Your first two or three pages contain a good deal of “throat clearing.” An opening needs to grab the reader so he will continue. There needs to be a problem, action and change. It should be action that is vital to the story. Someone is going on a trip. Someone is going into battle. someone is getting married. Someone is being born. Unless you want to write erotic literature it would be better not to start with conception. Work the background in later. In The Gospel of John the first few verses talk about the Word. Immediately the Word is identified with the Son of God and the story of his baptism. The problem of establishing himself as a teacher is presented. In episode IV of Star Wars the force is not explained to us at the beginning, rather we see what it can do. It isn’t until Solo talks about fools who believe in an ancient religion that we begin to have some idea th at the force is more than magic. The characters give all this information to us.

Point of view is the perspective that the story is told from. T he most difficult and therefore least used these days is the omniscient narrator. A good rule of thumb is to see the story through the eyes of the person with the problem. Many authors write in first person. One can also use second or third person. Third person is similar to first person except the pronoun I isn’t used as much. (Actually it is more complicated than that, but that will suffice for now.) Sometimes a narrator who doesn’t see into anyone’s mind tells a story. Most fiction that looks like omniscient narrator is actually being told from the point of view of one of the characters. The narrator can then see into the mind of one person and all the other action is viewed through his eyes. Sometimes a novel will contain oone person’s point of view in one chapter and that of another character in another. This seems to work. It is confusing when shifts occur without warning.

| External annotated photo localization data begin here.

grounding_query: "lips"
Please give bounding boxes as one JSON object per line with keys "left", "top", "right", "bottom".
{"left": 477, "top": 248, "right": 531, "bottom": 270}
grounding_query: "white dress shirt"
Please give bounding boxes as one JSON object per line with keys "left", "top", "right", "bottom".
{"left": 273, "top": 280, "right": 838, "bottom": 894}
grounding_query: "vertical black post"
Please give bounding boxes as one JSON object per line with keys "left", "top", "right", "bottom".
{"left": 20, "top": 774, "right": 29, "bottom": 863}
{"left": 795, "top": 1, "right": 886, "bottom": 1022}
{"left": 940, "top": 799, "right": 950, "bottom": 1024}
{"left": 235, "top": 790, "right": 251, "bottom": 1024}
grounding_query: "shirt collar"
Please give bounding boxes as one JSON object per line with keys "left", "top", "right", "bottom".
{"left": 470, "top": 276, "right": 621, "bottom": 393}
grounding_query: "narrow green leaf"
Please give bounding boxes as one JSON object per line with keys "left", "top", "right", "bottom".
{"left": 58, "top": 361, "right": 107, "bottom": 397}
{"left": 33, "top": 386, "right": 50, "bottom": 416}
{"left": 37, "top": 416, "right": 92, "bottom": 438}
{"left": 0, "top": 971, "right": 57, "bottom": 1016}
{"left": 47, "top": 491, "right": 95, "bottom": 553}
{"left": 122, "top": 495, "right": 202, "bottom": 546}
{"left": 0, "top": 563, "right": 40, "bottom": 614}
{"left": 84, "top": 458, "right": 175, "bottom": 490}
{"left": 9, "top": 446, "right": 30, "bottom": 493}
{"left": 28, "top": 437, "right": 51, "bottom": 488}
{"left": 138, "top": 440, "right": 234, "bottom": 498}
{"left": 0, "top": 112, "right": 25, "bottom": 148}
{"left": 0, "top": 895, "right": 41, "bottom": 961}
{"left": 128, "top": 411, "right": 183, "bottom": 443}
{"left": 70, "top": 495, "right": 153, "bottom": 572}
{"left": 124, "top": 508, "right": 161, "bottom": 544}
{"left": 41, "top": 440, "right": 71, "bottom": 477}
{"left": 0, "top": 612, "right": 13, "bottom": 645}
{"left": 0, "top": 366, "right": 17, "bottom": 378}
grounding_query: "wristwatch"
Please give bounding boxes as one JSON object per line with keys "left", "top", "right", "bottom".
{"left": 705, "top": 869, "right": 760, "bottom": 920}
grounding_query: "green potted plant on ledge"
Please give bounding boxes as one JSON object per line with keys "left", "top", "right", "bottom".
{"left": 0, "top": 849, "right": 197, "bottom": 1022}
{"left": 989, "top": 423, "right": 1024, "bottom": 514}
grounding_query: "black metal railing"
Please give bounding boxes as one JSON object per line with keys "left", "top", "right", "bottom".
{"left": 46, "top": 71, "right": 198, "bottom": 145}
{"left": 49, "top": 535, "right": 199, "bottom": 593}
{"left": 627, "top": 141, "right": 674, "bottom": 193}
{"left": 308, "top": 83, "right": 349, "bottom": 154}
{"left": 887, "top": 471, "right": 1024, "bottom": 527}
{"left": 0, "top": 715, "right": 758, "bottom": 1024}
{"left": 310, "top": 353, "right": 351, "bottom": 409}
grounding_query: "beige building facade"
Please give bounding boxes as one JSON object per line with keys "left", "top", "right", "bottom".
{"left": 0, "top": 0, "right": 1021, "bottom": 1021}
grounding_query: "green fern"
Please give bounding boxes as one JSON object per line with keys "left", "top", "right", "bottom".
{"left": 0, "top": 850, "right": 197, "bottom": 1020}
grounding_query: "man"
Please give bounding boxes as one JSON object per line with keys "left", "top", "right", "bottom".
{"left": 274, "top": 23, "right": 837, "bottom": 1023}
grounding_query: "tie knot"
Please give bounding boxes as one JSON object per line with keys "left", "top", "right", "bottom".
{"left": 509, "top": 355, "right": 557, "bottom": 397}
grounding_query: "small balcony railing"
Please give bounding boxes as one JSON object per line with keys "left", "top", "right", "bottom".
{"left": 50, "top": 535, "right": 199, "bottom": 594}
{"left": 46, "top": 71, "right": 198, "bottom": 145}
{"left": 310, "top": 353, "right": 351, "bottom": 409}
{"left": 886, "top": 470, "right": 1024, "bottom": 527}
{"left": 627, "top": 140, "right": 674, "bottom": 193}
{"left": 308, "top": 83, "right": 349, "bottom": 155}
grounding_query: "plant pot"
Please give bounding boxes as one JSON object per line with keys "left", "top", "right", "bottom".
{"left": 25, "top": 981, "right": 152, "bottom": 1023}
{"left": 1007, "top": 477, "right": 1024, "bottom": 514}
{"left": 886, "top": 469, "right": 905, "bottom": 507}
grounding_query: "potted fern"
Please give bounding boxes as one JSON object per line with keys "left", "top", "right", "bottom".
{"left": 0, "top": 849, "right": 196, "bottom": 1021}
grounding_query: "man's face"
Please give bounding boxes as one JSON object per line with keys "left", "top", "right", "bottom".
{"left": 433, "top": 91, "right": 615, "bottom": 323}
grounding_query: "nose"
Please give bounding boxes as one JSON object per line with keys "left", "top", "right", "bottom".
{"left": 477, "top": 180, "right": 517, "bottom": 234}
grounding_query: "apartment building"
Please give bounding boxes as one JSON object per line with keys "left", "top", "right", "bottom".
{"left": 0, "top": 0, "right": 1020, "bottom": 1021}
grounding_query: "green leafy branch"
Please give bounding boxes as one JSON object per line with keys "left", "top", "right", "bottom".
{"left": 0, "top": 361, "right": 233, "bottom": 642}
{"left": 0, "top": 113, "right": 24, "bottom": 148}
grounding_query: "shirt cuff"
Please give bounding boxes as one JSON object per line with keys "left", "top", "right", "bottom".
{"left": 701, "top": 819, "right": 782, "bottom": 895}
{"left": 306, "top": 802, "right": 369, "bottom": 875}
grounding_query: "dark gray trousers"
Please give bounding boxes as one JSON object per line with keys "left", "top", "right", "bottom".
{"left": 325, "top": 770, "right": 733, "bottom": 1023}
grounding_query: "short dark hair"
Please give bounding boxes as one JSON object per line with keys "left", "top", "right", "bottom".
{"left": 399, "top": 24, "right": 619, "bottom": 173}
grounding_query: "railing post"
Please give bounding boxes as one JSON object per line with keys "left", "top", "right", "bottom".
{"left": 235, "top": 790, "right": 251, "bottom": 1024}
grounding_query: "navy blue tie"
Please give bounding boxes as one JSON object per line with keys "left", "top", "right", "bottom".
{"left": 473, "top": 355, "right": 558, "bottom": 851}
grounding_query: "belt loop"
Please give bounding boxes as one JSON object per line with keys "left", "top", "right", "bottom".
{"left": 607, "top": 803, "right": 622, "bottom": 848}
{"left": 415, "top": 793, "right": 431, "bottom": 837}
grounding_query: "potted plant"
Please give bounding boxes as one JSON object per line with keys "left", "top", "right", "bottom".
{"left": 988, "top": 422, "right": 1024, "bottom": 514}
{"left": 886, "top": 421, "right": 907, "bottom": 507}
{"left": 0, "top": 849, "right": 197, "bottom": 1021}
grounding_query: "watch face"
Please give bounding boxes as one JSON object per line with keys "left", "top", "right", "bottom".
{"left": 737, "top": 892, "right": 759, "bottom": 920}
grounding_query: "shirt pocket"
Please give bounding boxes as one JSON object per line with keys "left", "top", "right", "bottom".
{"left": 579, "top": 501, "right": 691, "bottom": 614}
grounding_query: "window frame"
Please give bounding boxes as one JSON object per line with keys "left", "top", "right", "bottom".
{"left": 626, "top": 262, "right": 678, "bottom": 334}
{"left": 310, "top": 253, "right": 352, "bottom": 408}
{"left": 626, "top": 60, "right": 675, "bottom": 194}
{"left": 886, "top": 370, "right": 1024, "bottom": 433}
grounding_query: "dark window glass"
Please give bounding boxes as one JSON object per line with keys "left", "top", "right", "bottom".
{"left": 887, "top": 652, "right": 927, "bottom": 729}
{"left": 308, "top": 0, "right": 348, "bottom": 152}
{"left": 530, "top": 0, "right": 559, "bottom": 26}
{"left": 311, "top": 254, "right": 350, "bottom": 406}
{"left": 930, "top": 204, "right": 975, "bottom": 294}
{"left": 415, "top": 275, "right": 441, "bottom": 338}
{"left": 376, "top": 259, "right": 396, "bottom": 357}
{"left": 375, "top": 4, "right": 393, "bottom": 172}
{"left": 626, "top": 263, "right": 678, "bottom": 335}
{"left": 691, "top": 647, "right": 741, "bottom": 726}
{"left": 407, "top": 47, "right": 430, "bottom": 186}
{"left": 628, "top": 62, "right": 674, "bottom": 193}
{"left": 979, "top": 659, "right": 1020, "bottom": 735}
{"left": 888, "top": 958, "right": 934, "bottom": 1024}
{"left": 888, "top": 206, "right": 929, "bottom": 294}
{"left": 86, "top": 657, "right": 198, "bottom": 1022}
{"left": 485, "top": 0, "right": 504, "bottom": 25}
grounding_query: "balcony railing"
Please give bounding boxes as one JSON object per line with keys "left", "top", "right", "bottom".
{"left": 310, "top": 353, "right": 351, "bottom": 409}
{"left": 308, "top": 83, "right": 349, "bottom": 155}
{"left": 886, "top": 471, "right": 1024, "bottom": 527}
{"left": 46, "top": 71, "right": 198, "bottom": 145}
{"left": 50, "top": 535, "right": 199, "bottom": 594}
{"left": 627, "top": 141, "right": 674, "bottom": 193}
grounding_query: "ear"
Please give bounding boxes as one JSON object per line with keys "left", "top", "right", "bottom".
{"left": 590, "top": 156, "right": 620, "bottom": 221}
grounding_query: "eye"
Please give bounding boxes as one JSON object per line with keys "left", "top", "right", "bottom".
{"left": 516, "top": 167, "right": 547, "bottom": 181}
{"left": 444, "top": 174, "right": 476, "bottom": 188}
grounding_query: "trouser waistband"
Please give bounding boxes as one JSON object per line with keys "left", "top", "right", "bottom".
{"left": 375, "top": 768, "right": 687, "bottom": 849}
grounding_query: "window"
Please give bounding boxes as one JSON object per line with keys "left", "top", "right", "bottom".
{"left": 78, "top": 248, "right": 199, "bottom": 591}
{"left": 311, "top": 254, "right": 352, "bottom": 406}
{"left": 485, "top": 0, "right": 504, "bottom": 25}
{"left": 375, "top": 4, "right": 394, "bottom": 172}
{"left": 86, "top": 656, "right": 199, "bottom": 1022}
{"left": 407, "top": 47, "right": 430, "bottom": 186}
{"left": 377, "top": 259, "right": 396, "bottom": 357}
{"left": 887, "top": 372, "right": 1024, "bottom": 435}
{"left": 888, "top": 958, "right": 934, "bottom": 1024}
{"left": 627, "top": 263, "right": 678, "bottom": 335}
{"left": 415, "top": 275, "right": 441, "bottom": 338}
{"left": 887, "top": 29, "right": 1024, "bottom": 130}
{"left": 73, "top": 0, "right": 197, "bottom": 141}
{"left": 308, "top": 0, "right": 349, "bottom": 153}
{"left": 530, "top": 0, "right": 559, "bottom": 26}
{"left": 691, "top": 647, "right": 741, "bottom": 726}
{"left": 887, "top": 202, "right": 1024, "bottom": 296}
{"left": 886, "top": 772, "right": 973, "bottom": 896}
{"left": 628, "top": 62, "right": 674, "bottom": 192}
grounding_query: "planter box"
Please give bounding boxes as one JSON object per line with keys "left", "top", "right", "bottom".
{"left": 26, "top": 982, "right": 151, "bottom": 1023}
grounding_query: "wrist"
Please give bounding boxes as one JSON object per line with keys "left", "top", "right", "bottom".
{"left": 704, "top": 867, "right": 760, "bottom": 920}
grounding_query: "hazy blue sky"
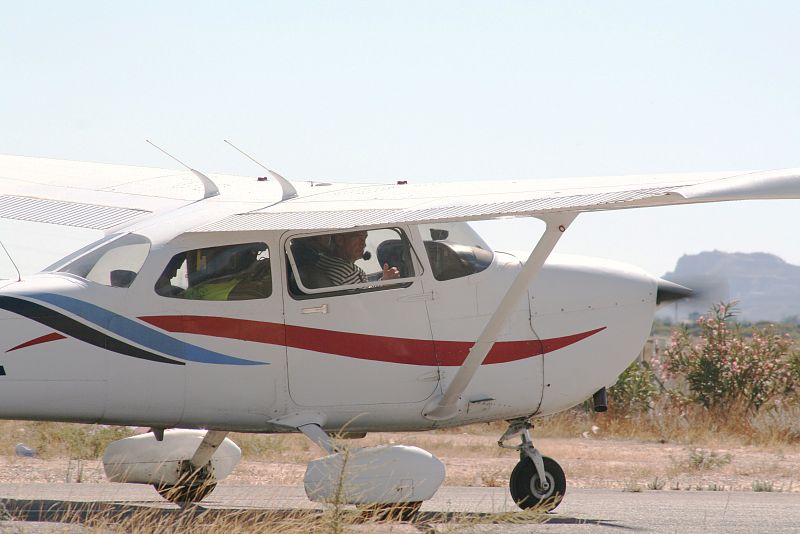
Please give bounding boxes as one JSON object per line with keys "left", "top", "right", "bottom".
{"left": 2, "top": 1, "right": 799, "bottom": 275}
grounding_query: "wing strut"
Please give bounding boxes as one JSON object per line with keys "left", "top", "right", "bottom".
{"left": 422, "top": 212, "right": 578, "bottom": 421}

Psychic distance has to do with how close you want your reader to be to the story. Stephen King wants to inspire terror. He gets his readers as close as he can. You hear breathing, feel sweat, hearts race. Jane Austin keeps her readers at a great distance. You see the lights, you hear the conversation, it is all very proper–no sweat, no breathing, no racing hearts. Just as with the point of view, the important thing is that the narrative remains consistent. It must not switch in the middle of a sentence, paragraph, or chapter.

Write in active voice as much as possible. Your English teacher will tell you all about this. Be aware that verbs ending in “ing” do not help your story. (Running up the hill after Jill and tripping over a rock Jack stumbled.) This slows the action of the story down but when used sparingly can add emphasis. The following construction works better (Jack ran up the hill after Jill. He tripped over a rock and stumbled. “D___!” he grumbled. Jill took water from her bucket and soap from her pocket and washed his mouth out.)…

…You have many long sentences. Your writing will be tighter and stronger with shorter sentences and fewer prepositional phrases…

…There are lots of ways to deal with dialogue. You can put the dialogue first and description second…you can put the dialogue at the end…you can break it up the way you have in your manuscript or you can put description on either sie of it…Like every other element of your story, you don’t want it to call attention to itself.

I believe you changed fonts to show a change in viewpoint or in who is speaking. For me this is very distracting. There are other good ways that work. Also it is easier for me to read when it is double-spaced.

Two books that I have found most helpful are John Gardner’s The Art of Fiction. It is out in paperback. John Gardner also wrote a wonderful fantasy called Grendal. It is not very long. It is told from the point of view of the monster. The other book is The Elements of Style by Strunk and White.

Thank you for sharing your manuscript with me. It takes great courage to share one’s work. I admire you for starting out early. Remember free advice is worth what you pay for and don’t let anybody discourage you. You learn to write by writinig. You have a good start.